Subgame Credible Nash Equilibrium
Mehmet Mars Seven
TL;DR
SCNE introduces Subgame Credible Nash Equilibrium, a refinement of subgame perfect equilibrium for multi-stage games that adds an external-credibility condition across equivalent subgames to prevent self-harming punishments. It combines internal credibility—$(s^*|g)$ is a Nash equilibrium for every subgame $g$—with external credibility, requiring $u_i(s^*|g') \\ge u_i(s^*|g)$ whenever $g'$ is an off-path subgame equivalent to $g$ and the player $i$ has not deviated prior to $g$. The authors prove existence of SCNE for all multi-stage games and show uniqueness under the condition that each stage game has a unique Nash equilibrium, while contrasting SCNE with renegotiation-proof notions like WRP and SRP. The framework extends to general extensive-form games and provides a non-cooperative refinement that excludes SPNEs relying on self-punishment, offering a tractable tool for analyzing credible threat structures in dynamic games.
Abstract
We propose the Subgame Credible Nash Equilibrium (SCNE), a refinement of subgame perfect Nash equilibrium (SPNE) for multi-stage games. SCNE retains the internal credibility requirement of SPNE -- equilibrium behavior in every subgame -- and adds an external credibility requirement across equivalent subgames: whenever a player's prescribed continuation strategy differs across equivalent subgames, her own continuation payoff must not decrease.

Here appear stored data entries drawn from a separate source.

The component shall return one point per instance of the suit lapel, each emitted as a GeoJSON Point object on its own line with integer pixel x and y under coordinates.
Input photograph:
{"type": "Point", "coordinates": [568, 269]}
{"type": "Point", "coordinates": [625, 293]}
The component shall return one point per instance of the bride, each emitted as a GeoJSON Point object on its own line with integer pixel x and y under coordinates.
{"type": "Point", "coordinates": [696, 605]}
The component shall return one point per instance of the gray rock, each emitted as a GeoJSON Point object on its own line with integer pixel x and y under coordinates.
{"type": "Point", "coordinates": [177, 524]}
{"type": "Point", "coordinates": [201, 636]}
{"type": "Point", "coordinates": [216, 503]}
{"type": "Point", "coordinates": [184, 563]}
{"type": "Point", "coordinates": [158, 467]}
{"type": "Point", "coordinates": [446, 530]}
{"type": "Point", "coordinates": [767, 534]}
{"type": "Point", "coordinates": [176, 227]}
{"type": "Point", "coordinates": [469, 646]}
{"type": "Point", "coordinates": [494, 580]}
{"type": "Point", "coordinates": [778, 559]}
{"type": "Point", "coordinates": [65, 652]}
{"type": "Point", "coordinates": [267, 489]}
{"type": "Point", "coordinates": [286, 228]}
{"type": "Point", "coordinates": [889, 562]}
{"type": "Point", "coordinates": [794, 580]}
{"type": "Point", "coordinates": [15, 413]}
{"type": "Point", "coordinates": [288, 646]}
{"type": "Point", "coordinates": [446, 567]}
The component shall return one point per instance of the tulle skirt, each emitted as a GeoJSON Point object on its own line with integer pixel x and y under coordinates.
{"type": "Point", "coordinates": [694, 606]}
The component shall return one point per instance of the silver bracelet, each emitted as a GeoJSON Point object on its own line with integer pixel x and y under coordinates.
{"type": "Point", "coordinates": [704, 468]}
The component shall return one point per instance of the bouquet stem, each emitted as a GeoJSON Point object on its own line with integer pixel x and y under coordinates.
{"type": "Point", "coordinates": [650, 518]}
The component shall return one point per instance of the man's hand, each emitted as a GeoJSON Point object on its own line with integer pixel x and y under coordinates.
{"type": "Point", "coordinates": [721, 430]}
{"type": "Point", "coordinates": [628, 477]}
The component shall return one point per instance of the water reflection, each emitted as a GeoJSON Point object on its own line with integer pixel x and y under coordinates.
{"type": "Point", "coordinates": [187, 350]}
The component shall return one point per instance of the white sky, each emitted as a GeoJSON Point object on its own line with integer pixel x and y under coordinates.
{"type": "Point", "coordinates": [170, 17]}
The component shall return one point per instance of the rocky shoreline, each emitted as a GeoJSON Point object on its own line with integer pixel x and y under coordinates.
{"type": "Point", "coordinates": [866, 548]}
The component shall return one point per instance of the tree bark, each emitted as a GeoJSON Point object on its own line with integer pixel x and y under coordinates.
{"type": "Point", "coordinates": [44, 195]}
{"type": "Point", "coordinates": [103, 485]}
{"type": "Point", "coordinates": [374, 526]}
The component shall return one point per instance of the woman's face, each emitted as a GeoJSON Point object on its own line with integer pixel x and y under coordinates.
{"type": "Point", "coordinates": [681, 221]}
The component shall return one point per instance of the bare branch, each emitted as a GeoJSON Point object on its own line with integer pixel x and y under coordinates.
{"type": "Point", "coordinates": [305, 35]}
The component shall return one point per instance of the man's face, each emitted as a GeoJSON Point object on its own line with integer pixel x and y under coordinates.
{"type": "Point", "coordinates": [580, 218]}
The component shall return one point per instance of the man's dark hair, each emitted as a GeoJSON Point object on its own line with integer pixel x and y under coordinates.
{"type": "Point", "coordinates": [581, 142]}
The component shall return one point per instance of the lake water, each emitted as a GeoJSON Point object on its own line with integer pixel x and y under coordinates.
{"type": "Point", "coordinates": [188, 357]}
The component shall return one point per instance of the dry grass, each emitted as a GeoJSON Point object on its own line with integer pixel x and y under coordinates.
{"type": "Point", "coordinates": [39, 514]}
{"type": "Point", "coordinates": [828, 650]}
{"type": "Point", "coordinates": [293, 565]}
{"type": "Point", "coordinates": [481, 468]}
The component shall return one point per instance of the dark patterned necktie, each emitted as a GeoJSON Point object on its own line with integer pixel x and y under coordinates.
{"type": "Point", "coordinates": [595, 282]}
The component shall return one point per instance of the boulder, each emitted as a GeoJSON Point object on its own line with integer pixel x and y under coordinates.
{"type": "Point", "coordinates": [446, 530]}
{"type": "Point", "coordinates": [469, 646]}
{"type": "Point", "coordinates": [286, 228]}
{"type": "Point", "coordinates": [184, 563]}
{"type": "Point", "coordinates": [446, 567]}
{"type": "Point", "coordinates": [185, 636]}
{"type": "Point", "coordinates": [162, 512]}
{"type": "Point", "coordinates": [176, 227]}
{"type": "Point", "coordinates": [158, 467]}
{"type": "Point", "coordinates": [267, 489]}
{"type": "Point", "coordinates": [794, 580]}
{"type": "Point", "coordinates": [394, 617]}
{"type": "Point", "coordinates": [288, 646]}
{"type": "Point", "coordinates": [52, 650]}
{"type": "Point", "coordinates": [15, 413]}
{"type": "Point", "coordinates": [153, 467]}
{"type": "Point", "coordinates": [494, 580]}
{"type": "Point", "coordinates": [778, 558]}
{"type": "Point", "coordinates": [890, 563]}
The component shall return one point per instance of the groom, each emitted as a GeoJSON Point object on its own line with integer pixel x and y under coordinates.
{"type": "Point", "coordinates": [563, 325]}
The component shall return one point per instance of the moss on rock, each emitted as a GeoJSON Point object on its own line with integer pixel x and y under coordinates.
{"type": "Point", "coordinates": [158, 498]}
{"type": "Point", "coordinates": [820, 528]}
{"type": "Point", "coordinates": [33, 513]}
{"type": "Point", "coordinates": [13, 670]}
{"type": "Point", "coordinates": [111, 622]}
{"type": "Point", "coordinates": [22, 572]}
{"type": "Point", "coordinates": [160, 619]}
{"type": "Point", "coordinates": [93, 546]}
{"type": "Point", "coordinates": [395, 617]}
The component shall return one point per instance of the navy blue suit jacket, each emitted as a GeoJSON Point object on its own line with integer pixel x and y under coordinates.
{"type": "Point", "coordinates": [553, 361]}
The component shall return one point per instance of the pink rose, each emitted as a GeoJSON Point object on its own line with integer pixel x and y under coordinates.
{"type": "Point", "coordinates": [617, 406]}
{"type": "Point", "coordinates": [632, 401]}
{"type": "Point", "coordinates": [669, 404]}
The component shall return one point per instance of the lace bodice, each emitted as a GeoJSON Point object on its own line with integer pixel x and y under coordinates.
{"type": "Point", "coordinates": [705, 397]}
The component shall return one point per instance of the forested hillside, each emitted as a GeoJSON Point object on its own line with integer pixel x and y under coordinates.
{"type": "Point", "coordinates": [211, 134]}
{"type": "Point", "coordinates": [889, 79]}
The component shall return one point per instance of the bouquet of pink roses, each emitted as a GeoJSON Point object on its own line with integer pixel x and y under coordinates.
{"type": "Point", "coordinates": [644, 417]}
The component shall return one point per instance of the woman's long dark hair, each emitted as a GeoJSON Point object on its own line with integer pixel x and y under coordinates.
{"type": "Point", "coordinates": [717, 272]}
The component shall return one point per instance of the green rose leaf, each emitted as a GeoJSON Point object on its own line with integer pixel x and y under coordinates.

The intuition is that credible punishments or promises should not strictly harm the punisher relative to an equivalent no-punishment subgame. The SCNE eliminates equilibria sustained by self-harming punishments or promises while preserving existence. Every multi-stage game admits an SCNE, and if each stage game has a unique Nash equilibrium, the SCNE is unique.